From my standpoint, #1 is the easiest for me.  #2 isn’t so bad and #3 has disaster written all over it due to the randomness involved.  I could see some wise-guy showing up and asking me to code something and then criticize me for a) being slow or b) doing it in a way they wouldn’t (meaning they knew how to code it to begin with).

I could see recording them and serving them up for later playback.  I could also see using these as opportunities to explore some of the 3rd party controls and libraries out there and inviting their developers on to talk about them.  Regardless, I think this is an area that could use some exploration.

So before I go down the proverbial rabbit hole on this, what say you?  What am I not thinking about?


3 thoughts on “Real Studio Training Question

  1. I can only speak for myself but I wouldn’t pay for #3. I would only pay for #2 if I knew the questions beforehand and they were relevant to me. I might pay for #1 but it would have to be WE related because that’s what I’m focusing my time on right now.

    The fact that has sketchy documentation lends itself to this kind of training but in my experience (other than Matt’s book) the 3rd party books and such are very basic.

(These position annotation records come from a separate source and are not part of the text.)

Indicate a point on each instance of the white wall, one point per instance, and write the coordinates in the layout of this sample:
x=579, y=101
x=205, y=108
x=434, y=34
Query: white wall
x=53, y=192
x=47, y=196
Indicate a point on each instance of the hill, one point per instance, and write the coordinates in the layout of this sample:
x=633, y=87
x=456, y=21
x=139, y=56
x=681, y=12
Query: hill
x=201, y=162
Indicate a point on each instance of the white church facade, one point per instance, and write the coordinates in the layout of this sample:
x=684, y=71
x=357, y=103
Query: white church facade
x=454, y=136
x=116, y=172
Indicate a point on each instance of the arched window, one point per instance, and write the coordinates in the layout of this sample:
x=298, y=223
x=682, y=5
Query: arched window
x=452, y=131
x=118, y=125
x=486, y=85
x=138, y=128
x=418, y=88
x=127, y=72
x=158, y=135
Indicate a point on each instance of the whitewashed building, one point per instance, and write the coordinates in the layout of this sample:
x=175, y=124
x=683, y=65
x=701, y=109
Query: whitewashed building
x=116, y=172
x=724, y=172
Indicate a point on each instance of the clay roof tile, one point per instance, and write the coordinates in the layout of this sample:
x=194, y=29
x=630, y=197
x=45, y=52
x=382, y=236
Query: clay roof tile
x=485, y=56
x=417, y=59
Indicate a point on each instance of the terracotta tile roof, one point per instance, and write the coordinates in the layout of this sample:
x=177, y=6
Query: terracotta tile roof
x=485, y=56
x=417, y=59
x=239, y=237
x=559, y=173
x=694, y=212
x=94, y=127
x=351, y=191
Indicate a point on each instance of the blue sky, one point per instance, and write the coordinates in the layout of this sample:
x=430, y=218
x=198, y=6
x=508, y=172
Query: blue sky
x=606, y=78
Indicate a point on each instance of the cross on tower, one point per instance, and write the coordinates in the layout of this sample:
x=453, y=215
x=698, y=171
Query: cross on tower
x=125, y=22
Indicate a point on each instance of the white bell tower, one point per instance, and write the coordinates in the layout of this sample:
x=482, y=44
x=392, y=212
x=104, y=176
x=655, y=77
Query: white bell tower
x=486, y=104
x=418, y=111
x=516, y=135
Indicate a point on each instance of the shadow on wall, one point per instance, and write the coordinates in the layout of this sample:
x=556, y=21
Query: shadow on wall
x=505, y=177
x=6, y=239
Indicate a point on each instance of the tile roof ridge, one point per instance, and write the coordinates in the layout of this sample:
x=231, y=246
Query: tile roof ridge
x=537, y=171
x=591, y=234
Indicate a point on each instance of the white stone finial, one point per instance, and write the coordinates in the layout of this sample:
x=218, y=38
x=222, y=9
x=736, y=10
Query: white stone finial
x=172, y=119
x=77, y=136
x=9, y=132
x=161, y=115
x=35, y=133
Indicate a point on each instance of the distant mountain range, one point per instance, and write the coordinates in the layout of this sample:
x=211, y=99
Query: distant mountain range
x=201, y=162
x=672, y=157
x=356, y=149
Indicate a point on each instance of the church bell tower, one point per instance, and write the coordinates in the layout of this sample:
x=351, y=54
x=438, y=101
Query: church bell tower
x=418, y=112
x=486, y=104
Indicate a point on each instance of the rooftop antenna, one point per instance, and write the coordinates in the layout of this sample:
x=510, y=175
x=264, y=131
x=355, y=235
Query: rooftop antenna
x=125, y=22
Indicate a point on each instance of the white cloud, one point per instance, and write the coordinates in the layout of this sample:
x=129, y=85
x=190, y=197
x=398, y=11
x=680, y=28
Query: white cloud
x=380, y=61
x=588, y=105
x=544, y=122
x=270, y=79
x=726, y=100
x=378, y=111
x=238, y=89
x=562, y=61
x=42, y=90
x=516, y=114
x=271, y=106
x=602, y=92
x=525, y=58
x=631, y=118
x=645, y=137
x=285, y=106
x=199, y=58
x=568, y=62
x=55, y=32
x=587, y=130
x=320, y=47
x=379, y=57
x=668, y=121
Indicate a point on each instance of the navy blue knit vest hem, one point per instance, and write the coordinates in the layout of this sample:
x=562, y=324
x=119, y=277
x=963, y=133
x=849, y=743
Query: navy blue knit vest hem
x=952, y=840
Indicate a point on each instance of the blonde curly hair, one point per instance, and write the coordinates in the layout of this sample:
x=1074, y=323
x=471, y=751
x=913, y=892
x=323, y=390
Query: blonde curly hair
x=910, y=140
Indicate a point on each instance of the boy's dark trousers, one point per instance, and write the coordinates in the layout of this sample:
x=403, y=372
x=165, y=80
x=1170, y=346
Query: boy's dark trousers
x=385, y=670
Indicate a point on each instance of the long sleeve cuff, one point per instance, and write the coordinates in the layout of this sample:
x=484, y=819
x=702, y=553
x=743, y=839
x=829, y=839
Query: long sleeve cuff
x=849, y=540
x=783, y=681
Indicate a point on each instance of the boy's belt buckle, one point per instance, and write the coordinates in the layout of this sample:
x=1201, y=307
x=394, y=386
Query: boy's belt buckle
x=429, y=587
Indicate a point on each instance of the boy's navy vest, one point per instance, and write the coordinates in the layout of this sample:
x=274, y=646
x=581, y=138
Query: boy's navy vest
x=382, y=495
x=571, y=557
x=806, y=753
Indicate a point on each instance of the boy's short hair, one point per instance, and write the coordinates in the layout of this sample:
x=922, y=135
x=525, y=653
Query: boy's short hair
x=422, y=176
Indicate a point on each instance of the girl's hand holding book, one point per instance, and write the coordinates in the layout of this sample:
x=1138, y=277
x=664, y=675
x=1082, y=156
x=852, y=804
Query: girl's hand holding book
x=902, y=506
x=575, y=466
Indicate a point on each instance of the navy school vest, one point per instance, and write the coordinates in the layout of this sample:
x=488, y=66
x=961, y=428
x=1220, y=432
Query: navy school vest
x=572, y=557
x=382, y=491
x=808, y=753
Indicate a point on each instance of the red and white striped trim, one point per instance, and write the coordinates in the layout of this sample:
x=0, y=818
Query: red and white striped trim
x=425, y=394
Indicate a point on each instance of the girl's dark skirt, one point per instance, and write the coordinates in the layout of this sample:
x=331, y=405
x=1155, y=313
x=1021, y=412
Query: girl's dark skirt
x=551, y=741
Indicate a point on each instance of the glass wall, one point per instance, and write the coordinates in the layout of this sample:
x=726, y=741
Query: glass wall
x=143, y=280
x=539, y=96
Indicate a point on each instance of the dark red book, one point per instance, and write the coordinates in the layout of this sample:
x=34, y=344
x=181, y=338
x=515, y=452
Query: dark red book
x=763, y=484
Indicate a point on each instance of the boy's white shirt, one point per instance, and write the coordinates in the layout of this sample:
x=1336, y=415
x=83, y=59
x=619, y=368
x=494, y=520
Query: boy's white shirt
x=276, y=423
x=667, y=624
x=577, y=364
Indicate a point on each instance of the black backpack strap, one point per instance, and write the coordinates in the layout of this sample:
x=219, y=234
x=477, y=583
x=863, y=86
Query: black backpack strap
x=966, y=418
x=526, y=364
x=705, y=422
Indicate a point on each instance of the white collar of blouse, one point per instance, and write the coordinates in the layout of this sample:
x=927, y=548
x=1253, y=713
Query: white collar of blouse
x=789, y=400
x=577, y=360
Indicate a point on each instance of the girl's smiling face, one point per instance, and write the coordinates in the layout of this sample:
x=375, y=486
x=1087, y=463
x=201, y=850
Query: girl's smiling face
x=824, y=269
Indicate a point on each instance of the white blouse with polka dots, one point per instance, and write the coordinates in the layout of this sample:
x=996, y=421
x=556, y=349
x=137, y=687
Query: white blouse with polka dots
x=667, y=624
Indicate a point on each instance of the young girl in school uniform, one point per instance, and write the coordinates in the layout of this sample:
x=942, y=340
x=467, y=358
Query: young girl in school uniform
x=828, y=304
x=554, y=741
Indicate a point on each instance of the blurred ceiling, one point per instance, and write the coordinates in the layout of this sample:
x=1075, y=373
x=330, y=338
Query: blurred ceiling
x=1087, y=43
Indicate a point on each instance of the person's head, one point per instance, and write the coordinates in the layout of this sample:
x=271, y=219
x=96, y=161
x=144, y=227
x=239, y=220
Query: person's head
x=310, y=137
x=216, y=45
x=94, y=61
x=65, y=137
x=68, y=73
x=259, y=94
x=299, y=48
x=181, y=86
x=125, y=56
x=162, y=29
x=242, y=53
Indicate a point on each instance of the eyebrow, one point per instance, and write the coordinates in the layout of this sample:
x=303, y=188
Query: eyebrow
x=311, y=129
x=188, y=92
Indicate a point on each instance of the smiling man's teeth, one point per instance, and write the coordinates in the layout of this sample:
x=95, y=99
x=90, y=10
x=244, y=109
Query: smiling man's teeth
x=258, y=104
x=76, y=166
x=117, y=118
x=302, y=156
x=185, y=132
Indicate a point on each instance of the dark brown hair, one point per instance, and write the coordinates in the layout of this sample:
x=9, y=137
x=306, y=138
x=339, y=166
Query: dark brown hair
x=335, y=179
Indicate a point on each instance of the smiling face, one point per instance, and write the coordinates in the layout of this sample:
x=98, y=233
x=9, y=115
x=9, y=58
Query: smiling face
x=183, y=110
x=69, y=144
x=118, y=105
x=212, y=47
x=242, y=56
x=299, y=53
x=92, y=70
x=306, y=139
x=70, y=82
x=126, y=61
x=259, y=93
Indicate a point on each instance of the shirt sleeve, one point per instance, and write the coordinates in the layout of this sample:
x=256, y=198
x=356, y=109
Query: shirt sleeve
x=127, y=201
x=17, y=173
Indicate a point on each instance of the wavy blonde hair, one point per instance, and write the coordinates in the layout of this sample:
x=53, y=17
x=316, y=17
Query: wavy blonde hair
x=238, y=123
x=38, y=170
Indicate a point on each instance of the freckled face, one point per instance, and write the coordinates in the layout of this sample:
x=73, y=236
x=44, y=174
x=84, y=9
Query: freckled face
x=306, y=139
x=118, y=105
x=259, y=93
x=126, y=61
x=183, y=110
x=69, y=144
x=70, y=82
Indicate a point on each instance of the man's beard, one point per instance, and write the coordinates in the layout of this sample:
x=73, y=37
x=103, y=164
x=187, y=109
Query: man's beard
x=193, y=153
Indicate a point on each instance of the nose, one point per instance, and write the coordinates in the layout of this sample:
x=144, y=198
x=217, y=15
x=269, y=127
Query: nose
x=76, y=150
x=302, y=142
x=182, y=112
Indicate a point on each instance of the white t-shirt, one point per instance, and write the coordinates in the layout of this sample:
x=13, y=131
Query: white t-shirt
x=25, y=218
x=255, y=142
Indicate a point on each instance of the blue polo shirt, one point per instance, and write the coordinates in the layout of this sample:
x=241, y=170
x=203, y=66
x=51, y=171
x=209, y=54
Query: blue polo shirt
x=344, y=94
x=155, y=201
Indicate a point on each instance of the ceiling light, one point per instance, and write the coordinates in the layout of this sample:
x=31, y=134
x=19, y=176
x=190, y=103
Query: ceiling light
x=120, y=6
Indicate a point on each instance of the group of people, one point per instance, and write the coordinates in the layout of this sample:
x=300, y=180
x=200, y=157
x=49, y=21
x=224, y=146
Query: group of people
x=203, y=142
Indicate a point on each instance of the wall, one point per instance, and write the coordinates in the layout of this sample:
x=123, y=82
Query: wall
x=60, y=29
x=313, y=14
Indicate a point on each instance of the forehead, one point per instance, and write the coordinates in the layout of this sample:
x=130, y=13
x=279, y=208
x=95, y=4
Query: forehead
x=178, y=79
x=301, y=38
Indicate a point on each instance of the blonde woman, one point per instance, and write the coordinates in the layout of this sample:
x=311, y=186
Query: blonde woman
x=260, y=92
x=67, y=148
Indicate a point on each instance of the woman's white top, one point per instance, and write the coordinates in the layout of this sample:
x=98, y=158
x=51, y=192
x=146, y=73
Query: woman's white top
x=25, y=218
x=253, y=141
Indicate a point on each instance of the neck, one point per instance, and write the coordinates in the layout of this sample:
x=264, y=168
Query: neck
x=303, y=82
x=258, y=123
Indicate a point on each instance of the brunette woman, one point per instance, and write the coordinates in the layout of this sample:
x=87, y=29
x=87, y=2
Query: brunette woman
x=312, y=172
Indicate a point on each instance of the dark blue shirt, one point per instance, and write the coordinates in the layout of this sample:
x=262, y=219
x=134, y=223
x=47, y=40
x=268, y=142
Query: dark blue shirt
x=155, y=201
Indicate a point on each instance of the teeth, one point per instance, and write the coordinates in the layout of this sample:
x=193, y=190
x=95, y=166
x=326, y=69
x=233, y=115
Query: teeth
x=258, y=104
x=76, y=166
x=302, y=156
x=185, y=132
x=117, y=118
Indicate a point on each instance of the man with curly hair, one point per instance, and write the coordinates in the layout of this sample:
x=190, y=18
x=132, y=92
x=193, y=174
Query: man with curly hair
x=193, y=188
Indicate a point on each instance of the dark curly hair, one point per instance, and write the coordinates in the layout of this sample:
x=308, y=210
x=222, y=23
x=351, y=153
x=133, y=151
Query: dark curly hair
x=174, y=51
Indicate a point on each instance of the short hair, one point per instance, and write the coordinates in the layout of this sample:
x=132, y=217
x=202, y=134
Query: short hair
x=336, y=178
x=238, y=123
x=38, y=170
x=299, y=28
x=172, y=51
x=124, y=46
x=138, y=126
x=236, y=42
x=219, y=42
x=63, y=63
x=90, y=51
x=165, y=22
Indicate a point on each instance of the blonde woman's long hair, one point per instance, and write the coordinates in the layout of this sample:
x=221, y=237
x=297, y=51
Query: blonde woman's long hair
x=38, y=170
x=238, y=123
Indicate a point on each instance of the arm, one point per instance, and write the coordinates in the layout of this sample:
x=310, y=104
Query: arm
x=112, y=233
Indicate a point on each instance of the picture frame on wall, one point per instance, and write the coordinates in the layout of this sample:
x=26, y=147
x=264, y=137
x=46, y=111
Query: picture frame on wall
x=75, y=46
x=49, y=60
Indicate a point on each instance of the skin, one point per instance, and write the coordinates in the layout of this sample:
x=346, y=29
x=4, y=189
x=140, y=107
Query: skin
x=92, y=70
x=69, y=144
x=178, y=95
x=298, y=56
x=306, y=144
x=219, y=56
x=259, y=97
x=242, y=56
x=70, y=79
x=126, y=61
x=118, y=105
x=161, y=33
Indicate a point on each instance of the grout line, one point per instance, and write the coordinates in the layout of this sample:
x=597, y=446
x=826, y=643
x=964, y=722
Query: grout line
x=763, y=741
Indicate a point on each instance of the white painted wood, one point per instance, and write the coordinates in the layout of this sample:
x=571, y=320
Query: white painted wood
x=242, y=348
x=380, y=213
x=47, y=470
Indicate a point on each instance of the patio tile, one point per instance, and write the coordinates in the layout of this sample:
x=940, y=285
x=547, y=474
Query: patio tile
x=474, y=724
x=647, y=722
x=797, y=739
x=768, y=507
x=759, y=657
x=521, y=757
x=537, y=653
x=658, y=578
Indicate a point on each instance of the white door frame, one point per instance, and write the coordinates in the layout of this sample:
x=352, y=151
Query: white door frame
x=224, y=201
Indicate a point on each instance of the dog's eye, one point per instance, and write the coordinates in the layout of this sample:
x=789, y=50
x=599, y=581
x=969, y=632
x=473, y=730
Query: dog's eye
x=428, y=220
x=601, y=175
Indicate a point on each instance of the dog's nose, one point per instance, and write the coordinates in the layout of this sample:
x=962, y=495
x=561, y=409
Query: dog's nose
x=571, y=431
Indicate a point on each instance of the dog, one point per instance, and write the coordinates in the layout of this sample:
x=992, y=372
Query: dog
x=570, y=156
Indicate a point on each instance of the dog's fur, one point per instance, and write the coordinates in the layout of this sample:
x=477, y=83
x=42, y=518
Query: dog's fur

I’d want to know that I was getting something new if I’m shelling out money.

  2. I would go with #1. Maybe if you announce it a week before, people will certainly comment on it and you may get some input for actual program.
    Having this webinars could lead into people interested in a subscription. Especially if you limit live and recorded video to subscribers.

    By the way you will always be criticized for being to fast, doing it the wrong way or not explaining something. I know that, because I do trainings.

    PS: Giving away something like 5 free tickets for each show by a first come first serve basis would be a good thing to attract new subscribers. (of course limit it to one free ticket per email address or so)

  3. I agree with Christian. If the topic is posted a week+ in advance, it gives people with busy schedules the opportunity to evaluate if that topic is something want to see or if other work gets the priority. For my day job, I do that for all the webinars/webcasts/etc that go on.

    And always you cant please everyone so there will be one yahoo that will complain about something.